A New Jersey Transit train traverses the tracks in Penn Station.

In this Tuesday, July 25, 2017 file photo, a New Jersey Transit train traverses the tracks in New York's Penn Station. | Richard Drew, File/AP

Facing an unprecedented fiscal and health crisis, Northeast transit leaders have been among those hoping for a Joe Biden victory after years of short shrift at the hands of the Trump administration and months of uncertainty about the future of mass transit.

Biden, whose victory over Trump was called Saturday, is widely seen as a boon for mass transit in the Northeast. Nicknamed “Amtrak Joe” for his frequent trips on the Northeast corridor, the president-elect is an avid supporter of expanding rail and made it a focal point of his presidential platform.

But how much relief transit leaders should expect and how fast it will come is still anyone’s guess.

“There’s definitely reason for more of an optimistic feeling about what can start moving,” said Renae Reynolds, transportation planner for the New York City Environmental Justice Alliance. “The more sobering component is what happens in Congress and [if] that body becomes an ally and overcomes the barriers of partisanship.”

While Trump made infrastructure a rhetorical focal point of his 2016 platform, the needs of mass transit systems in the region have largely been left by the wayside.

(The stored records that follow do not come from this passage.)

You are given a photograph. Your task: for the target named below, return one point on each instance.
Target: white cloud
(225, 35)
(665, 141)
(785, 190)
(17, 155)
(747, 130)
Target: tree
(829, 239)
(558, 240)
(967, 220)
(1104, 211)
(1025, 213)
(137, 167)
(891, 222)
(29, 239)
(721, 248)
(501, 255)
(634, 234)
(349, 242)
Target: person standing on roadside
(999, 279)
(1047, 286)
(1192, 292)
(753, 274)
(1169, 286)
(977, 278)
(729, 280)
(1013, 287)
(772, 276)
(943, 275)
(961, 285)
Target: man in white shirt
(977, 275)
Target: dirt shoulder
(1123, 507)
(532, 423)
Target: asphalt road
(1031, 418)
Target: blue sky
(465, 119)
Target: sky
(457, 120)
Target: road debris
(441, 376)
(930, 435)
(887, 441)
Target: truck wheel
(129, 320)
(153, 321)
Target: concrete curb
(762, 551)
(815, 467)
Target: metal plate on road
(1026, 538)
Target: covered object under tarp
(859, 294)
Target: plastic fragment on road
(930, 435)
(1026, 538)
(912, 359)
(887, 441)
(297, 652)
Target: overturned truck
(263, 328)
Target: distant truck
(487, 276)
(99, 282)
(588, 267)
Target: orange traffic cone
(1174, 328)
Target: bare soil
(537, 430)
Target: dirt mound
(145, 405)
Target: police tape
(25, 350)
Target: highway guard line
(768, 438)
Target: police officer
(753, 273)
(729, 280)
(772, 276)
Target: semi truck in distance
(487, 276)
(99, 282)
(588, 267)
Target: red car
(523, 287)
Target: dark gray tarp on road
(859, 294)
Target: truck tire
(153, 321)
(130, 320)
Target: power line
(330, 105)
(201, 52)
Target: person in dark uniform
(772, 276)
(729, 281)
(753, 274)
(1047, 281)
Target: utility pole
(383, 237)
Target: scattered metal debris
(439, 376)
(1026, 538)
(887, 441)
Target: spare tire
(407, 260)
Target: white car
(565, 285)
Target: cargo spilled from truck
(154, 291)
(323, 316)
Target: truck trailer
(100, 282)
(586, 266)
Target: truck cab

The Gateway Program — a massive effort to repair the Northeast Corridor’s dilapidated tunnels — has been long stalled due to a lack of federal funding. A congestion pricing scheme that would generate much-needed revenue for New York’s Metropolitan Transportation Authority has also been delayed by inaction from the Trump administration. And key upgrades to Port Authority facilities remain in the limbo of fiscal malaise caused by the pandemic.

Transit experts interviewed by POLITICO widely agreed these and other major infrastructure projects are poised to move forward under Biden.

“Two administrations is a difference of night and day to New York because transit is our linchpin — our linchpin to jobs, to the economy, to equity, to public health,” said Sam Schwartz, a transportation engineer who served as New York City’s traffic commissioner under Mayor Ed Koch.

But Democrats have so far failed to deliver enough key wins in Senate battlegrounds to establish control of the upper house. That could change based on the outcome of two Senate runoffs in Georgia, but that won’t take place until early January. The result creates uncertainty as to whether mass transit operators can expect federal aid in the next stimulus package.

The Metropolitan Transportation Authority is facing a $10.3 billion deficit through next year from the economic fallout of the pandemic. It will soon introduce a budget proposal containing severe service cuts after its pleas for a federal bailout fell on deaf ears.

“There’s not a lot of room for the voters on a massive, progressive, AOC-style, multitrillion dollar package,” said Nicole Gelinas, a senior fellow at the fiscally conservative Manhattan Institute — referring to Rep. Alexandria Ocasio-Cortez (D-N.Y.).

Gateway

Widely considered the most important rail upgrade in the United States, Trump initially seemed like a natural ally to the effort.

The Gateway Program had already generated widespread bipartisan support prior to his presidency — with the Obama administration agreeing to foot half the bill.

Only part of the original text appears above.